Figure 2. . Draeger Evita v500 respirator. Arrow indicates Neoflow air flow sensor.

Investigation of the ventilation procedures in the NICU revealed that most equipment used for respiratory care was disposable, designated for single-patient use. The Draeger Evita v500 ventilator (Draeger Medical Inc., Telford, PA, USA; www.draeger.us/sites/enus_us/pages/hospital/evita-xl.aspx) was used for mechanical ventilation of infants who were intubated to treat severe respiratory compromise. The Draeger Evita V500 is a microprocessor controlled ventilator offering both mandatory and spontaneous ventilation modes for adult, pediatric, and neonatal patients. Heated and humidified gas flows from the ventilator unit, through the inspiratory circuit and NeoFlow air flow sensor to the patient through an endotracheal tube. Upon exhalation, gas flows back through the air flow sensor into the expiratory circuit and returns to the ventilator through the expiratory flow sensor and exhalation valve. In addition to the ventilator, reusable respiratory equipment comprised a proximal air flow sensor, expiratory flow sensor, exhalation valve, and circuit temperature probe. The sensor closest to the newborn’s mouth was an air flow sensor located inside the disposable ventilation circuit (Figure 2). From 9 environmental cultures obtained from 9 air flow sensors, 1 was positive for Bacillus spp., and was later confirmed as B. cereus by the State Public Health Laboratory.
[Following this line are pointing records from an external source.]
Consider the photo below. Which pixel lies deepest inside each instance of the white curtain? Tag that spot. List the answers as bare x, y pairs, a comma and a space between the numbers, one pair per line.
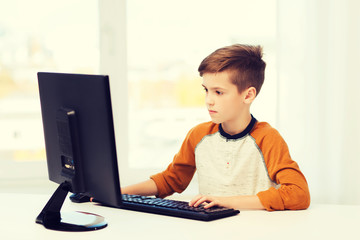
319, 94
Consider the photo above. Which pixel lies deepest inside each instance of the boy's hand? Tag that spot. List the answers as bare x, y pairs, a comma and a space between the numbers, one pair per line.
207, 201
235, 202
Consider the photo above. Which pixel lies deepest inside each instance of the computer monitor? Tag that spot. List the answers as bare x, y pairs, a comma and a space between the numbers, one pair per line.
80, 146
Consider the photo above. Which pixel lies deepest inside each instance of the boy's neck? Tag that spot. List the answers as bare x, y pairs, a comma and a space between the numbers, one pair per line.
238, 126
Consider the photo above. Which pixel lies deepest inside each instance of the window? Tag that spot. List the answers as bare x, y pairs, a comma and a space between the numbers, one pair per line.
37, 36
166, 42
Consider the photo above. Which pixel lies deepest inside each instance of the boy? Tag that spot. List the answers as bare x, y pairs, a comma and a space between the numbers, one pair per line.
241, 163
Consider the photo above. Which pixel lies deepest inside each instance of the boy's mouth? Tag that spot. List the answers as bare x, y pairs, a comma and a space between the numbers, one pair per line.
212, 111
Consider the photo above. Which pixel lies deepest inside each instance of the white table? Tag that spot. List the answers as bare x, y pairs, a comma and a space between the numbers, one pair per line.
18, 213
MLST was performed for 8 B. cereus isolates from case-patients and for 1 environmental isolate from the air flow sensor. We were able to fully characterize 4 of the 9 isolates (Table). One locus for the remaining 5 strains did not yield an amplicon for sequencing after repeated attempts and, thus, could not be assigned a sequence type. The isolates that included sequence type (ST) 73 and ST94 were closely related to each other because they differed by merely 1 locus, gmk. The strains that were not fully typed because of the inability to obtain sequences for locus pta were also closely related to ST73 or ST94 because the other loci matched. There was 1 match between strains isolated from 1 case-patient and the air flow sensor, which was ST73. The contaminated air flow sensor was then sterilized by using a steam autoclave. A repeat culture of this sensor after sterilization was negative.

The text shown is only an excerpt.